5. Grandparents will have a harder time, so you will need to prep them for the possible loss: As foster parents we take the classes, but grandparents don’t. We understand from day 1 the foster system is about reunification first, adoption second. It is so important that we prep our parents and other close family for the potential loss and heartbreak. Before fostering we sat down with our parents and explained that while we were hoping to adopt, reunification always comes first. It was a conversation we had to have often because a random comment here or there would be made, and we would have to remind them that she may not stay. For the next kiddo I will write each set of our parents a letter outlining what we can tell them about the kiddo (because confidentiality) and remind them what our role is as foster parents.

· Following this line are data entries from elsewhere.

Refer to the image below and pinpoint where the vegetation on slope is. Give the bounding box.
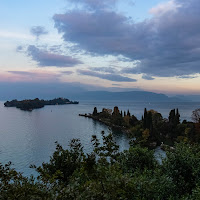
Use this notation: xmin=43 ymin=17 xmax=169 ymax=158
xmin=0 ymin=132 xmax=200 ymax=200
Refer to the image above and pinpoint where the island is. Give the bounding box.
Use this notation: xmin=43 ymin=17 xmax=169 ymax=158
xmin=4 ymin=97 xmax=79 ymax=111
xmin=79 ymin=106 xmax=200 ymax=149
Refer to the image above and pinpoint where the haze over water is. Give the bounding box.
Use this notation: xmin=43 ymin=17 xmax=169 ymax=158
xmin=0 ymin=101 xmax=200 ymax=175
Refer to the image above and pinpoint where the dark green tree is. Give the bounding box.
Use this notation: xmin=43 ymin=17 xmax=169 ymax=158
xmin=92 ymin=107 xmax=98 ymax=116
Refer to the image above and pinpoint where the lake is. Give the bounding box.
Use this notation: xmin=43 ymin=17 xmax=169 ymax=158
xmin=0 ymin=101 xmax=200 ymax=175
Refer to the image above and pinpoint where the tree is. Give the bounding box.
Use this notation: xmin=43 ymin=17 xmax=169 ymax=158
xmin=93 ymin=107 xmax=98 ymax=116
xmin=192 ymin=108 xmax=200 ymax=123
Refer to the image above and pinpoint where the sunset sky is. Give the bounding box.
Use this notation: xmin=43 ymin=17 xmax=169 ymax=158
xmin=0 ymin=0 xmax=200 ymax=94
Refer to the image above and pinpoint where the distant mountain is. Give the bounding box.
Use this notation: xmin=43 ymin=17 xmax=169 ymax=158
xmin=176 ymin=95 xmax=200 ymax=102
xmin=70 ymin=91 xmax=182 ymax=102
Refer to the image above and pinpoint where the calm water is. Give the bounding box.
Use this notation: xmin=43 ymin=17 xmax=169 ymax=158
xmin=0 ymin=101 xmax=200 ymax=175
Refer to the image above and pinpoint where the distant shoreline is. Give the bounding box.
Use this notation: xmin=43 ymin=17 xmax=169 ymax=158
xmin=4 ymin=97 xmax=79 ymax=111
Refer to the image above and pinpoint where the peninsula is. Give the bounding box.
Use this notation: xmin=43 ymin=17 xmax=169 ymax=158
xmin=79 ymin=106 xmax=200 ymax=148
xmin=4 ymin=97 xmax=79 ymax=111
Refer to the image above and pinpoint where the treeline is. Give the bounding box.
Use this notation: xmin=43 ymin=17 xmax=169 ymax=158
xmin=92 ymin=106 xmax=200 ymax=146
xmin=0 ymin=133 xmax=200 ymax=200
xmin=4 ymin=98 xmax=78 ymax=111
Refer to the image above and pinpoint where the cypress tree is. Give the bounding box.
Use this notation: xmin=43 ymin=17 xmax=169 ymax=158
xmin=93 ymin=107 xmax=98 ymax=115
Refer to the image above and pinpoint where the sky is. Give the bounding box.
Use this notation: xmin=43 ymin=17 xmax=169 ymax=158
xmin=0 ymin=0 xmax=200 ymax=94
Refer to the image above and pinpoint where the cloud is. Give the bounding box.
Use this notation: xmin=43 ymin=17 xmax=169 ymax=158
xmin=89 ymin=67 xmax=116 ymax=73
xmin=30 ymin=26 xmax=48 ymax=39
xmin=7 ymin=70 xmax=60 ymax=82
xmin=142 ymin=75 xmax=155 ymax=80
xmin=68 ymin=0 xmax=119 ymax=10
xmin=77 ymin=69 xmax=137 ymax=82
xmin=53 ymin=0 xmax=200 ymax=77
xmin=27 ymin=45 xmax=82 ymax=67
xmin=149 ymin=0 xmax=181 ymax=15
xmin=61 ymin=71 xmax=74 ymax=75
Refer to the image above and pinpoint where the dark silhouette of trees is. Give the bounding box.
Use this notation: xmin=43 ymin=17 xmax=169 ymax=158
xmin=92 ymin=107 xmax=98 ymax=116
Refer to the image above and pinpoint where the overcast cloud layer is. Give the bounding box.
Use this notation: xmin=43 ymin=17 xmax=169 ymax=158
xmin=77 ymin=69 xmax=137 ymax=82
xmin=27 ymin=45 xmax=82 ymax=67
xmin=53 ymin=0 xmax=200 ymax=77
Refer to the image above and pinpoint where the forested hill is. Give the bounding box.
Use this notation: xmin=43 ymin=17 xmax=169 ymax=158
xmin=72 ymin=91 xmax=182 ymax=102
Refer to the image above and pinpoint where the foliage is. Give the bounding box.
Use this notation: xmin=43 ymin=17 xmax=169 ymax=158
xmin=0 ymin=132 xmax=200 ymax=200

6. Self-Care: This is another one that is hard for all parents whether they are foster parents or biological parents. But carve time out for yourself. Now, I Literally write it in on my monthly calendar. Even if it’s for a short period of time I make sure to give myself that self-care. I did not do this for so long. I didn’t exercise, read the books I wanted to, go to Target by myself. But making time for myself makes me a better parent and wife.  


7. Don’t freak out if your house is not perfect and a social worker surprises you: When we were fostering our daughter, we were both full-time working parents. Our social workers just knew I would be home by 3:30 for them if they needed me to be, and apparently, we appeared to be easy going about them just showing up. I remember getting calls the morning of the day they wanted to stop by while I was at work. I would get so anxious and run home and speed clean. It wasn’t necessary though. They didn’t need my house to be sparkly. They are not going to mark me down if there’s a few plates in the sink or I haven’t swept in a few days. We are normally fairly tidy people anyways, and so now I have come to terms that this is just not something I need to worry about.


There isn’t a trick to making foster care any easier. No matter what, I will always obsess over the cases and how long they take, and over analyze family visits and what may happen because it’s all of this unknown and nothing I can control. But what I can control is taking care of myself, my marriage, and bond with my family. If I do these things I will be a better mom and wife and I will have great memories to look back on.